For investors who hung on, BDCZ was back – more or less – at its February 2020 level by June 2021 and even faster when you figure in dividends received (February 28, 2021, using the S&P BDC Index total return chart, just one year later).
Destructive
Also instructive – if frightening – is the stock price chart for ARCC before and during the Great Recession. (We use ARCC because neither the S&P nor the BDCZ data goes back that far – but the BDC Reporter does).
In just over two years – and even as ARCC maintained an almost unchanged dividend level – its stock price dropped (85%).
Recessions bring on credit losses, which reduce BDC capital and future earnings power and are always a background concern for the sector because investors – to date – have had an instinctive negative reaction to them.
Bottom Lining
There are two lessons here – in our humble opinion:
First, BDC prices are in danger of dropping much further if investors continue to believe a recession is on its way.
Judging by the financial press; the endless roster of guests on CNBC/Bloomberg pushing that scenario and polls taken of economists and the general public, the prospect of a “hard landing” becomes more likely every day.

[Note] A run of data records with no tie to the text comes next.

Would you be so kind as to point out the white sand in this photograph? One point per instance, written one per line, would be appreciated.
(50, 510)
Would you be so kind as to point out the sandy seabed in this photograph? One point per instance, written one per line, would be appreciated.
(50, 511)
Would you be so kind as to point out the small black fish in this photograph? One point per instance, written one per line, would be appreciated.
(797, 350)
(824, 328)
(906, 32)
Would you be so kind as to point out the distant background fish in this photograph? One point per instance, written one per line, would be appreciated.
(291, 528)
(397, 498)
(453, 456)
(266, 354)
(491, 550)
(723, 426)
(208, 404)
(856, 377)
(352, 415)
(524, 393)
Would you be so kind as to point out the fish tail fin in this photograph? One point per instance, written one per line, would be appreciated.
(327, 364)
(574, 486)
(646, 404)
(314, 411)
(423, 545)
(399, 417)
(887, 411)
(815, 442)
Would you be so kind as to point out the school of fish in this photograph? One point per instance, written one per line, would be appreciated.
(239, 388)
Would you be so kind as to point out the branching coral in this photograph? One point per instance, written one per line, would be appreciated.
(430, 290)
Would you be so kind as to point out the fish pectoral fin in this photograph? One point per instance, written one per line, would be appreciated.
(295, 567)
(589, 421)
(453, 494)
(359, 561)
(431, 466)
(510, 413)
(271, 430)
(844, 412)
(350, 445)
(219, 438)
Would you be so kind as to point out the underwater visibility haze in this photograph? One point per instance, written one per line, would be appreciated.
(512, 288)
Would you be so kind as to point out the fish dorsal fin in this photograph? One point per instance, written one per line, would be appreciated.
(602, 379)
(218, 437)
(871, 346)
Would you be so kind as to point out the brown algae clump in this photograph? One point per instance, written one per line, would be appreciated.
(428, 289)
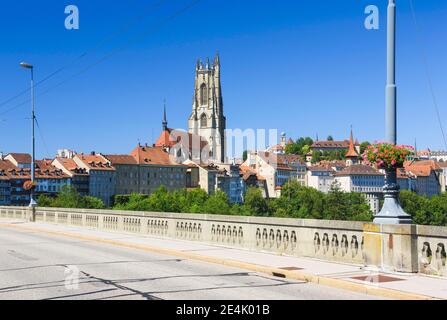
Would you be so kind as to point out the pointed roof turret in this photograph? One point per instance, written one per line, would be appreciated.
(352, 153)
(217, 59)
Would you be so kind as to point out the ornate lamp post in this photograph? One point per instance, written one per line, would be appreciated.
(392, 212)
(33, 202)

This could result in a continuing sell-off of BDC stocks as bearish sentiment takes hold.
Where that ends depends on how this potential recession plays out. Every narrative is different, but all include investors running to the sidelines regardless of underlying BDC performance.
Hold On To What You’ve Got
The second lesson is that BDC prices have always recovered.
As mentioned before, the S&P BDC Index over ten years has achieved a 8.5% annual total percentage return.
That period has included the huge drop in the oil price in mid-2014; recession jitters in 2016 and 2018 and – of course – the pandemic pullback discussed above.
Then there’s 10 year total return data for 25 individual BDCs active over that whole period. A remarkable 24 have posted overall gains and the median gain is 11.0% per annum- which includes both price changes and dividends paid out.
Even over a 5 year period – which includes the 2020 downturn – the Seeking Alpha data shows a median annual gain of 11%.
While we’re on the subject, if your idea of “long term” is 3 years, take comfort from knowing the median annual BDC total return over 36 players in that time frame is 12.3%, despite the pandemic and the last 4 weeks of red ink.
Way Ahead
The next few weeks will be very telling, almost regardless of what happens in earnings season, which enters week two with 22 BDCs reporting. See the BDC Earnings Table.
Most important in the short term will be that “riddle, wrapped in a mystery, inside an enigma” – investor sentiment.
Less oft quoted is what Churchill said at the same time and seems appropriate for what lies ahead for BDC investors: “That which is so dense and secretive as to be totally indecipherable or impossible to foretell”.